The team has kept tabs on 110 of the 224 children originally in the study. The years of tracking kids have led Hurt to a conclusion she didn't see coming. "Poverty is a more powerful influence on the outcome of inner-city children than gestational exposure to cocaine," Hurt said at her May lecture.
Other researchers also couldn't find any devastating effects from cocaine exposure in the womb. Claire Coles, a psychiatry professor at Emory University, has been tracking a group of low-income Atlanta children. Her work has found that cocaine exposure does not seem to affect children's overall cognition and school performance, but some evidence suggests that these children are less able to regulate their reactions to stressful stimuli, which could affect learning and emotional health.

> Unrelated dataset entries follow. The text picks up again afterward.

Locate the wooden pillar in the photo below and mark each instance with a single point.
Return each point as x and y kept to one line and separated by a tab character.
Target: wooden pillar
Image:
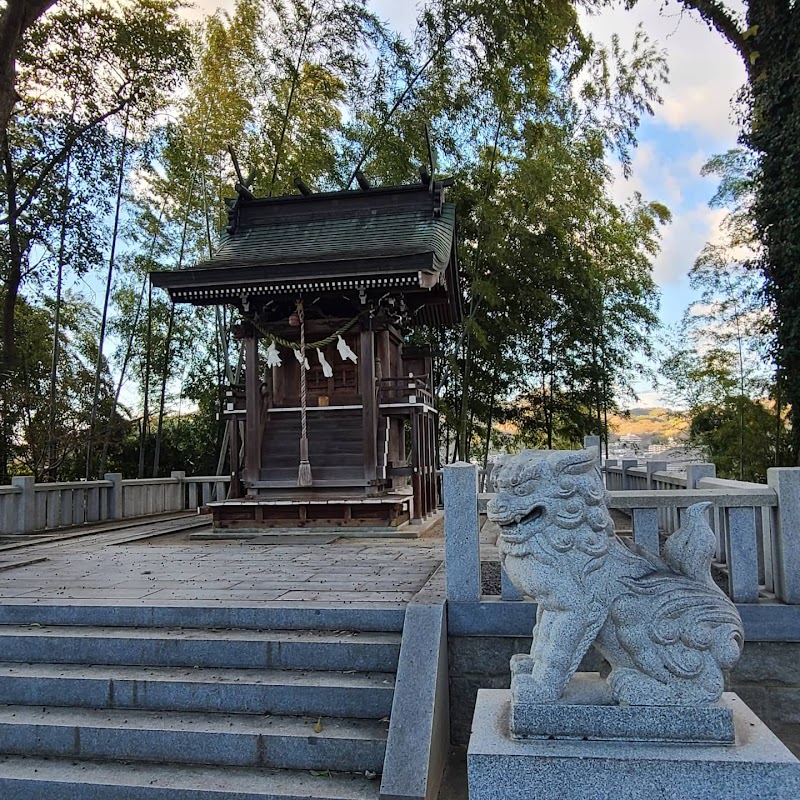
426	473
369	414
252	427
416	463
233	440
430	422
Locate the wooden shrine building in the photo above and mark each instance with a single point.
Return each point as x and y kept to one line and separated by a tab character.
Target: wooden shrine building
333	280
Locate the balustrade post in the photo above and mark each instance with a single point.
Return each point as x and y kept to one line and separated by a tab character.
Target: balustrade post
695	472
742	555
645	529
462	547
26	503
114	495
654	466
786	483
627	480
591	441
179	503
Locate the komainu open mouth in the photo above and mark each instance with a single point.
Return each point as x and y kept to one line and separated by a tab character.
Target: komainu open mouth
517	528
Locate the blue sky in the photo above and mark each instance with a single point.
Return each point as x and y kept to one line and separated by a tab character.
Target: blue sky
693	123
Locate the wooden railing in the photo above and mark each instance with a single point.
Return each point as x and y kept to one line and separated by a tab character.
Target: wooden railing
26	506
408	389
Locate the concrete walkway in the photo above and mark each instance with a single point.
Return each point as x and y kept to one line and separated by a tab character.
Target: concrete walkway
172	569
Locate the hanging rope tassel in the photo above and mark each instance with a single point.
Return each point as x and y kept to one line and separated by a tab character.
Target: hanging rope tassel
304	470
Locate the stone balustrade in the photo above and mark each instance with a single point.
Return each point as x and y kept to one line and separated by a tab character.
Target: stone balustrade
26	506
757	526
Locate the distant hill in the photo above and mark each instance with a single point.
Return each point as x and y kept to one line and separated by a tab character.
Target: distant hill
649	422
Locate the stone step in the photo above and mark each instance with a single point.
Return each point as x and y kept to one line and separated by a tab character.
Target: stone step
327	694
240	740
182	647
65	779
275	616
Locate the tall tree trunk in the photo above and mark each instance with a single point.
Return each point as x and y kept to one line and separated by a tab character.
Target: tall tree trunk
159	427
490	420
129	348
145	429
463	416
52	442
778	420
106	301
15	18
776	108
8	358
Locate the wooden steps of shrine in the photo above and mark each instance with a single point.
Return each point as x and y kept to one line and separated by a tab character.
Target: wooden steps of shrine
388	511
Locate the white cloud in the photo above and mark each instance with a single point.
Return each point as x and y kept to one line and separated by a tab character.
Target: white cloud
705	71
649	399
683	241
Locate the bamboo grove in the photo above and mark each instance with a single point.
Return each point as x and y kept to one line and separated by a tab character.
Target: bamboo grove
117	159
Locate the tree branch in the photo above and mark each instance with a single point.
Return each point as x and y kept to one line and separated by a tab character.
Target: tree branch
15	19
59	157
719	17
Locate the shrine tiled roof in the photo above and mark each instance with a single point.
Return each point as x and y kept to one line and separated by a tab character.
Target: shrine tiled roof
365	235
400	238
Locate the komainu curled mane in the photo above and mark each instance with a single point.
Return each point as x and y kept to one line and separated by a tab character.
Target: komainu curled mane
668	632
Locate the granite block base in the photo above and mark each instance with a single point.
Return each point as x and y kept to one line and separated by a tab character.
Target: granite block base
588	711
500	767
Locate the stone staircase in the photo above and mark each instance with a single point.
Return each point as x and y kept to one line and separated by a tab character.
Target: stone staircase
216	703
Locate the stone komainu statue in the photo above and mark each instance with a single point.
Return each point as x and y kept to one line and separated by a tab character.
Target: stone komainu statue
663	625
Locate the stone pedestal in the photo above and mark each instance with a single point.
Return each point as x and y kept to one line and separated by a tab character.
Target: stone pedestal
501	767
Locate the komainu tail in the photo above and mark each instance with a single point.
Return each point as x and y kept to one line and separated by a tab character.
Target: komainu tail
690	549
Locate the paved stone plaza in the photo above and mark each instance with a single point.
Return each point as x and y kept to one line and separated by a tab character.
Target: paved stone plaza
172	569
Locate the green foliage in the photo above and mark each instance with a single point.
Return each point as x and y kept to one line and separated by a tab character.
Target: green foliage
717	429
524	110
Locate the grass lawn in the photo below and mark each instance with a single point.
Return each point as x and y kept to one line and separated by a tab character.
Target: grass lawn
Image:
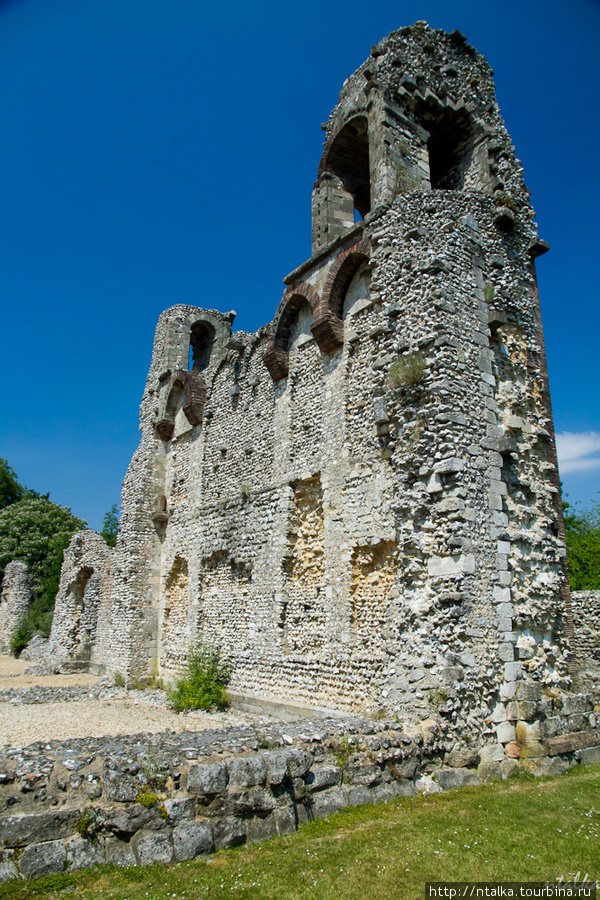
525	829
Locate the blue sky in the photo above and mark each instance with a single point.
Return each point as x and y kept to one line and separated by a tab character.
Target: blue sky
163	151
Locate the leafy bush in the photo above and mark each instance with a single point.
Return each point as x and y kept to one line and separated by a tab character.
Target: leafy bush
202	684
582	532
407	370
110	527
37	532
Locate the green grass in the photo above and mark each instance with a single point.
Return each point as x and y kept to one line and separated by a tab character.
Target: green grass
522	830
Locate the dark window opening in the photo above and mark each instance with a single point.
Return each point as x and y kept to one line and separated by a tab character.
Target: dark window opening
348	158
202	337
449	145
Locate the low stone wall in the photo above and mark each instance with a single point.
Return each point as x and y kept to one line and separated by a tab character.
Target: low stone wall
144	798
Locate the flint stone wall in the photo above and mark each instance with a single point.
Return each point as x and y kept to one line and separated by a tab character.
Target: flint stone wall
350	537
172	797
79	623
15	600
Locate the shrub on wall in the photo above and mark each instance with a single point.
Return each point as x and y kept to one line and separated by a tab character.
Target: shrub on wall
202	684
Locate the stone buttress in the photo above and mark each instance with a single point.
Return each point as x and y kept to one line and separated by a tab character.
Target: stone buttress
359	503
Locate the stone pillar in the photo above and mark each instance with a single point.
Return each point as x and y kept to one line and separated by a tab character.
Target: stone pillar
15	600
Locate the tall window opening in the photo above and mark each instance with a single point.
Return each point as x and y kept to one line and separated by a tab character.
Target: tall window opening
202	337
449	145
348	159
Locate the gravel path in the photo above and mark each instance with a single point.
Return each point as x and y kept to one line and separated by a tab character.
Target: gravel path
124	712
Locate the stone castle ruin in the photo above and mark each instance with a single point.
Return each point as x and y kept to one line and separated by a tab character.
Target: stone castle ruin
359	503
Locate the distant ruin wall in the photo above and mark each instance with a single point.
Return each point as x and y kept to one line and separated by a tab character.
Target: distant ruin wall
81	610
359	503
15	600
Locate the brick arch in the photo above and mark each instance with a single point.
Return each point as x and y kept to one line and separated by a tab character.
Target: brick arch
276	356
341	274
193	386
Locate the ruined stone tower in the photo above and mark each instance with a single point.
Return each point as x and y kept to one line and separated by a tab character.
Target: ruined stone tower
359	502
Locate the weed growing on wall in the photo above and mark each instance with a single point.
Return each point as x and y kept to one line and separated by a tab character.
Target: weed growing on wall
202	684
407	370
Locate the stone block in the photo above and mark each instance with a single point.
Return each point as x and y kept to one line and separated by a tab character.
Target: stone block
82	853
129	819
461	757
512	711
229	831
576	703
357	796
403	788
512	671
578	722
544	767
567	743
119	786
277	769
590	755
43	859
527	710
491	753
285	820
261	829
554	726
299	762
120	853
247	771
8	868
528	690
152	846
453	778
207	778
506	652
23	829
328	802
367	774
180	809
505	732
191	839
323	777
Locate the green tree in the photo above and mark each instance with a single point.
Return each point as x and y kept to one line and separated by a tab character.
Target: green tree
37	532
111	525
582	531
10	489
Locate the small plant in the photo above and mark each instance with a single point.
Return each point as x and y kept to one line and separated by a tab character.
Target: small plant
488	292
438	696
147	799
202	684
407	371
20	637
341	751
150	768
86	824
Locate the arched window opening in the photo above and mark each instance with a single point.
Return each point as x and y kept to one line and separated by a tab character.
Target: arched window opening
449	146
348	159
300	332
202	337
357	295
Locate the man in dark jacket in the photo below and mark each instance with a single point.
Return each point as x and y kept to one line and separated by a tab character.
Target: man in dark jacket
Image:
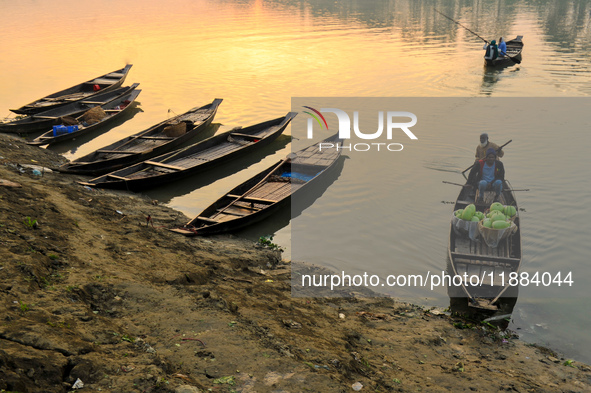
488	172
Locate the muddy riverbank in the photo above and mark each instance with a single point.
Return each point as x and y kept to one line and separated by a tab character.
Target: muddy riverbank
91	292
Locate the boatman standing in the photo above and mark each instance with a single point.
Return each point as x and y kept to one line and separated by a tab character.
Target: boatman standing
484	145
492	51
502	47
488	173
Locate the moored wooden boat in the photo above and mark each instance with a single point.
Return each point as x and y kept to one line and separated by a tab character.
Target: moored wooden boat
84	90
90	120
514	49
265	193
44	120
195	158
493	266
156	140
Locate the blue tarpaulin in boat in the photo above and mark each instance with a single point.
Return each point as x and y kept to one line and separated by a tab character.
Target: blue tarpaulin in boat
296	175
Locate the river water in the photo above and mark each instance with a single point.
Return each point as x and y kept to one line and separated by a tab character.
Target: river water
257	55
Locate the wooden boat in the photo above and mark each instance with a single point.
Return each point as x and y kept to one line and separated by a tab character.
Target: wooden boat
195	158
154	141
514	49
44	120
265	193
90	120
84	90
493	266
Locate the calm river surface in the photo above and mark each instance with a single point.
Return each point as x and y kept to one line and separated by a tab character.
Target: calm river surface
257	55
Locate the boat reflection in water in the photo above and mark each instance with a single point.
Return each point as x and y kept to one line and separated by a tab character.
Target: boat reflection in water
487	260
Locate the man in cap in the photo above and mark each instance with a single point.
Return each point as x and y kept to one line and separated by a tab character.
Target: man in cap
484	145
492	50
488	173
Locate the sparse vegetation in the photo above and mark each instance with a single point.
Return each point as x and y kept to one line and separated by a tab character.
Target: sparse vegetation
30	223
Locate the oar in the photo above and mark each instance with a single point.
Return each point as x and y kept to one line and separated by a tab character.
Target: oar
289	157
456	184
468	185
517	61
470	167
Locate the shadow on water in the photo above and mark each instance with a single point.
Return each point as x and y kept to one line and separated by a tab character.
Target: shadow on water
303	201
460	304
167	192
72	145
492	75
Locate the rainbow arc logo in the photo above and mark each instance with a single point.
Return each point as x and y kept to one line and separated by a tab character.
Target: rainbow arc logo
316	117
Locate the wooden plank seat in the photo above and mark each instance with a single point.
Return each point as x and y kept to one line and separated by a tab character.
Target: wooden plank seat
251	199
248	136
481	257
117	177
45	117
233	213
164	138
117	151
163	165
92	102
103	81
208	219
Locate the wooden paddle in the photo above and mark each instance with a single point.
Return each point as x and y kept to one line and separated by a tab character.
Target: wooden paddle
500	147
517	61
289	157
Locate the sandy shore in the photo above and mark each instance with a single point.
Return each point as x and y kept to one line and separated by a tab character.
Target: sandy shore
89	291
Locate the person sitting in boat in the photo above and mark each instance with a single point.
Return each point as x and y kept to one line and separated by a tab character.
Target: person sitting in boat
502	47
484	145
488	173
492	51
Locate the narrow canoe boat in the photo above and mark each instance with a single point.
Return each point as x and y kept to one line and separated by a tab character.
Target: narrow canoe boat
266	192
195	158
89	121
471	255
154	141
43	121
514	49
84	90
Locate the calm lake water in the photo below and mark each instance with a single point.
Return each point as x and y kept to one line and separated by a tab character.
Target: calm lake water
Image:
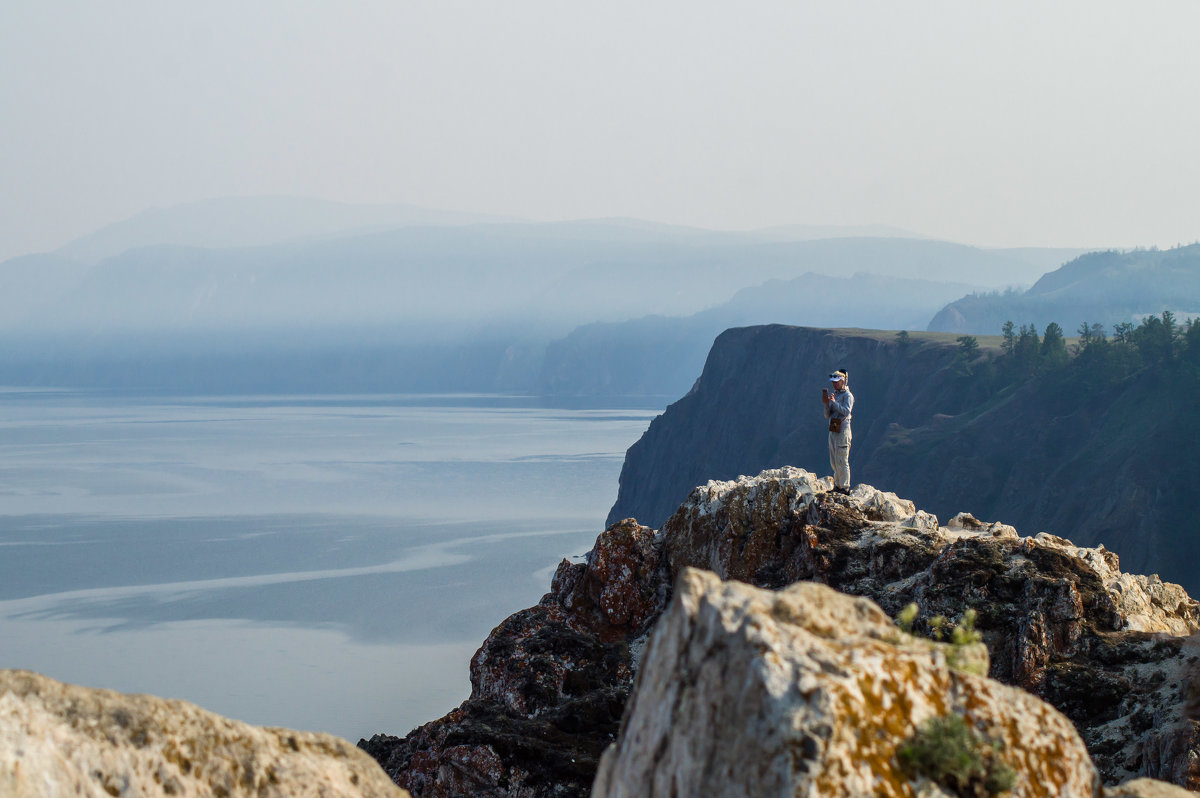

Coles said her research had found nothing to back up predictions that cocaine-exposed babies were doomed for life. "As a society we say, 'Cocaine is bad and therefore it must cause damage to babies,' " Coles said. "When you have a myth, it tends to linger for a long time."
You start with a drug apartheid myth rooted in a toxic mix of power, prejudice and ignorance, accept it as fact, then invest in a research team to find evidence to support the myth. Been happening for years in the war between drugs. Eventually ...the truth comes out as it did here. But the damage is done and myths take decades to debunk, and maybe centuries to nullify.